Day 11
stayingstraight
Thread Starter
Join Date: Jun 2010
Location: Lehigh Acres, FL
Posts: 66
Day 11
Hi everybody. Today is day 11 for me. I woke up feeling pretty good. Then I suddenly got a headache. I haven't had a headache that wasn't caused by alcohol in years. It's not the same kind of headache. It's hard to describe but it feels different. Am I actually going to take some tylenol or advil without being hungover!?!! Seems kind of funny-(but not really). I finally went for my gym orientation yesterday. I need to do something about this muffin top. The last time I quit drinking I gained about 7 lb. I started to lose a little of that when I started drinking again but I don't care.
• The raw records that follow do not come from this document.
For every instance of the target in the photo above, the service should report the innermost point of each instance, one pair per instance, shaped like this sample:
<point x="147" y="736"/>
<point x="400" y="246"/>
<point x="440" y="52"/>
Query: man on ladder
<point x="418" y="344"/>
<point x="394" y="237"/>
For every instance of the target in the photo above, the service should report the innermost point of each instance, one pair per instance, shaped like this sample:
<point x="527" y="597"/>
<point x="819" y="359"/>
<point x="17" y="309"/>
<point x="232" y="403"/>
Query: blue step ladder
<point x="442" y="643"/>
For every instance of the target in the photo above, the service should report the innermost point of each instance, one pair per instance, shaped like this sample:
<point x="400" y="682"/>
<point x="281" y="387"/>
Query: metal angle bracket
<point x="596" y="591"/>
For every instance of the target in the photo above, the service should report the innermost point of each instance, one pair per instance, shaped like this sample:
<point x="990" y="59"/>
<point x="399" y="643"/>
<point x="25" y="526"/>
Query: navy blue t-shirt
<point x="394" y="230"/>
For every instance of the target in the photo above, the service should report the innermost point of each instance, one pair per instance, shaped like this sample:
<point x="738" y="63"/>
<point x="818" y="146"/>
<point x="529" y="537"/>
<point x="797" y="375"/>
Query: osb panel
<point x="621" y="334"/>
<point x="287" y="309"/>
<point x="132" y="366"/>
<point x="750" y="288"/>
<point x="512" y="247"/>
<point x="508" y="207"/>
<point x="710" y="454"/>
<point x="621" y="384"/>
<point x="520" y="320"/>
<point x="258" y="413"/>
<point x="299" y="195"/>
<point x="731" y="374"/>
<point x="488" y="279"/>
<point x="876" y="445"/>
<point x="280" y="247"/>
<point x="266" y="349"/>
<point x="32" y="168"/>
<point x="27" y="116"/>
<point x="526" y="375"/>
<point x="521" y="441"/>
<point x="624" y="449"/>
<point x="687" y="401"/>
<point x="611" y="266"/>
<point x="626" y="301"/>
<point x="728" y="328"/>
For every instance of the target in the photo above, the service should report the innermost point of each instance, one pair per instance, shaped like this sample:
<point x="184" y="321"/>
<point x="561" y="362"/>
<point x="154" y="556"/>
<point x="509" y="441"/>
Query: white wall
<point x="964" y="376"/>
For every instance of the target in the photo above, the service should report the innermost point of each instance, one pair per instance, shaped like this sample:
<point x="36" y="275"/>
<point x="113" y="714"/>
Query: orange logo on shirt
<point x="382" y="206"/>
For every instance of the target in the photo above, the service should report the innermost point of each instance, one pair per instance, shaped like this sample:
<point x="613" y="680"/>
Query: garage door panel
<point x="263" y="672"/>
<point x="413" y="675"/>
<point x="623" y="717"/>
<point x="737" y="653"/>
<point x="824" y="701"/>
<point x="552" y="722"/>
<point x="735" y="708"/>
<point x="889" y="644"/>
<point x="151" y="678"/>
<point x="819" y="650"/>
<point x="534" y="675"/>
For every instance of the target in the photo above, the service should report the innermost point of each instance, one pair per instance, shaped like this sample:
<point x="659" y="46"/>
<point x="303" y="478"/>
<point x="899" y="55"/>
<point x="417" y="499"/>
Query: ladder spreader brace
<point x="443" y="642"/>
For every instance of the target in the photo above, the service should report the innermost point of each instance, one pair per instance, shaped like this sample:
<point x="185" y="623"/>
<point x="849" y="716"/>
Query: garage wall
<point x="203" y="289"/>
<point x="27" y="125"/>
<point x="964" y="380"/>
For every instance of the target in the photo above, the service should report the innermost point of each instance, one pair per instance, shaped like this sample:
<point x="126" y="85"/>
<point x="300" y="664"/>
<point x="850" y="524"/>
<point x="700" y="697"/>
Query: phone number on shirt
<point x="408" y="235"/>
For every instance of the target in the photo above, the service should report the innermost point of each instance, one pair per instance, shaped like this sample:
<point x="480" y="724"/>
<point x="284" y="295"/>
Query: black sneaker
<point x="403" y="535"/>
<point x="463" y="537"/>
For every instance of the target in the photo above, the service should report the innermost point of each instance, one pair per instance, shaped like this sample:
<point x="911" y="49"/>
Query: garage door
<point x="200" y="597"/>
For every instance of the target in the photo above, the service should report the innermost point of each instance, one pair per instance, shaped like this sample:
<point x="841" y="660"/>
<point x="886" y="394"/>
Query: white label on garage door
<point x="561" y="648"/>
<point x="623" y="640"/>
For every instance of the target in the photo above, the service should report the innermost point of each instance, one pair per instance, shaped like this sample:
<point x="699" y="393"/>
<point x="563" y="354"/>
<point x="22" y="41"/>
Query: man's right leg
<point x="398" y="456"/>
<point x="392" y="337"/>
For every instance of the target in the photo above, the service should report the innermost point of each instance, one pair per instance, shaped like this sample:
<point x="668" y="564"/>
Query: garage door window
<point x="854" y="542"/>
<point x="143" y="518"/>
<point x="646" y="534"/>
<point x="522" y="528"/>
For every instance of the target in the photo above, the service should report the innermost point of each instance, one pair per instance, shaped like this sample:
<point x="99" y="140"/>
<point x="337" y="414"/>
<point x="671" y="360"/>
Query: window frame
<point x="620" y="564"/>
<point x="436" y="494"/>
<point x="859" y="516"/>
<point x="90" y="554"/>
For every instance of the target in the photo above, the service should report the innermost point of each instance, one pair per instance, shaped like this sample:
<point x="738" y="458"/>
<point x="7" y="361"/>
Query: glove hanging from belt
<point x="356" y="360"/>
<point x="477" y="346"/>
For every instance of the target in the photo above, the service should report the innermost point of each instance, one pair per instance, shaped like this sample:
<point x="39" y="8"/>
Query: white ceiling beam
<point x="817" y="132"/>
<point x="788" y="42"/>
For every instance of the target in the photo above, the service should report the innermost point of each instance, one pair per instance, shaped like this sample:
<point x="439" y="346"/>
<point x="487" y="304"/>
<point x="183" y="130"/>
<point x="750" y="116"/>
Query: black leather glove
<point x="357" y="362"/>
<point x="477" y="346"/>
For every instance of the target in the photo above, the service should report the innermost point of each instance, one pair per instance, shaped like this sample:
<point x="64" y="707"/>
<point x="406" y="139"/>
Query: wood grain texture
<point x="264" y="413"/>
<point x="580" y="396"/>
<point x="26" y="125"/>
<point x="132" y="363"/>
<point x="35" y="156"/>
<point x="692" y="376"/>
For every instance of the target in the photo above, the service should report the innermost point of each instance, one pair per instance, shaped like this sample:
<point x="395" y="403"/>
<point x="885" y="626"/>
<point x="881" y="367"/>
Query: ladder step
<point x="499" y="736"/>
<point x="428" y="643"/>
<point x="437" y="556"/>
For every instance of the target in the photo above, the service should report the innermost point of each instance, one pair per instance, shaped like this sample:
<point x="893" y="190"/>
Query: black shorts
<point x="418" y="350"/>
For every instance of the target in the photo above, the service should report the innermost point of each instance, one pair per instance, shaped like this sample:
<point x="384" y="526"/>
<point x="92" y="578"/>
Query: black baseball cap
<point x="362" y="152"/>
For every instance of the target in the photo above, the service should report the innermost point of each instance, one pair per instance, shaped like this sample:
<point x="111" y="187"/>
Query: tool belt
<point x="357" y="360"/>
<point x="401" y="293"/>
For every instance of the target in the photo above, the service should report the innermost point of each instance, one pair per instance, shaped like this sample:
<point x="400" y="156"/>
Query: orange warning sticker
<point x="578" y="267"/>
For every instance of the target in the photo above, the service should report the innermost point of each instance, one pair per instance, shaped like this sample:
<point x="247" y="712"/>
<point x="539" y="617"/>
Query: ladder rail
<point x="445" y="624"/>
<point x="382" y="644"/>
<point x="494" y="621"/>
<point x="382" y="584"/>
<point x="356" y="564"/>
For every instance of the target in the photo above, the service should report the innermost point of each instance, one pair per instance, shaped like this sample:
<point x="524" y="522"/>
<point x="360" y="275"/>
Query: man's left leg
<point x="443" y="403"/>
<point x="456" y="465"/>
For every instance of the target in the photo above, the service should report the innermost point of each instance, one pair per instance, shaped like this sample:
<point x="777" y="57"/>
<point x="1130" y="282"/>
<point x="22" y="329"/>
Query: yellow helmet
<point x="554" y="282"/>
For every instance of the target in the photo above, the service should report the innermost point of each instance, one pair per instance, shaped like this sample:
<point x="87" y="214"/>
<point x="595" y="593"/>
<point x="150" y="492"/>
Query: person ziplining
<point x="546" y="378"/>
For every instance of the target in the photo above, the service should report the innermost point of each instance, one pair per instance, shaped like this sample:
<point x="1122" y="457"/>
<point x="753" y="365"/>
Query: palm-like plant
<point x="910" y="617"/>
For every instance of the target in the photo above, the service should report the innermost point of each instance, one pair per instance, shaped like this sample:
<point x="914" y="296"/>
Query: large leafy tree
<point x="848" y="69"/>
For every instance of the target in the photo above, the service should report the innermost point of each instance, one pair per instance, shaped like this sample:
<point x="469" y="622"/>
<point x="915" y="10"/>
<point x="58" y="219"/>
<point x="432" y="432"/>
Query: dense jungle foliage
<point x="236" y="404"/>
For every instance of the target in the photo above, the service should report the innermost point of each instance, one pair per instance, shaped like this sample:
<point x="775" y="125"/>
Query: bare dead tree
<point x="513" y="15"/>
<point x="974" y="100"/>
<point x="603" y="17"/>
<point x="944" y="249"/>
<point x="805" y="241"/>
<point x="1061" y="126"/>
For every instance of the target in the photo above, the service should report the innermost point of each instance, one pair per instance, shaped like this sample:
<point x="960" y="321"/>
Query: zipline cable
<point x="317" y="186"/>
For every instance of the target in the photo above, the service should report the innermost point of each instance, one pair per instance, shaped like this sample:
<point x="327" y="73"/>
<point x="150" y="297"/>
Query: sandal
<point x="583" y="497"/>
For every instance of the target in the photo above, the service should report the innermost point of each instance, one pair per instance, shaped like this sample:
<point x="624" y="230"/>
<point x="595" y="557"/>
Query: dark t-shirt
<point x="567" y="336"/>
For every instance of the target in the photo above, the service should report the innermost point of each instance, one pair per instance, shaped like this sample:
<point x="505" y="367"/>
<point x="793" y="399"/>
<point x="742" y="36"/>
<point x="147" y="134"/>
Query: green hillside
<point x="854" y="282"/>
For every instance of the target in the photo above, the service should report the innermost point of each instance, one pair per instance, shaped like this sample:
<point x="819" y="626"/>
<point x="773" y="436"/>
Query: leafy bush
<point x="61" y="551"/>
I'd rather work my ass off at the gym and eat better than drink it away. I was thinking about a member that made a post about how they fell off the wagon. I don't want to name any names out of respect for their privacy. But most of you probably know already. I was thinking about them because I commented on how they ended up falling off the wagon. The circumstances were all too familiar. I guess it hit close to home. I've been in this same scenario so many times. I've even told myself I wasn't going to drink. I honestly didn't really want to drink in my heart. But I couldn't control myself. I have learned from those mistakes. From now on if an offer to go and do something involves friends with alcohol, I have to decline the outing. I may want to go and it may sound like a lot of fun. But I just can't so I just won't. It won't be easy to say no but I will. I have a whole suitcase full of alcoholic excuses why I can't do things that either don't involve alcohol or that I'm too hung over to do or it might interfere with my drinking time. I'm planning on utilizing these to avoid alcohol activity. I'll just turn it around. Believe me, if they're disappointed, they'll get over it the second they pop that first beer or sip that first drink. And if I'm lonely or bored I always have this site or school or a sober friend and last but definitely not least, my family. Back to the subject. I said some comments to the poster about falling off the wagon that I hope I don't ever have to eat. Although they say most fall at least once or twice during their journey to sobriety. I felt let down because I could see myself doing the same thing. I hope I wasn't too hard on them. When someone is down they don't need to be kicked. Thanks for listening.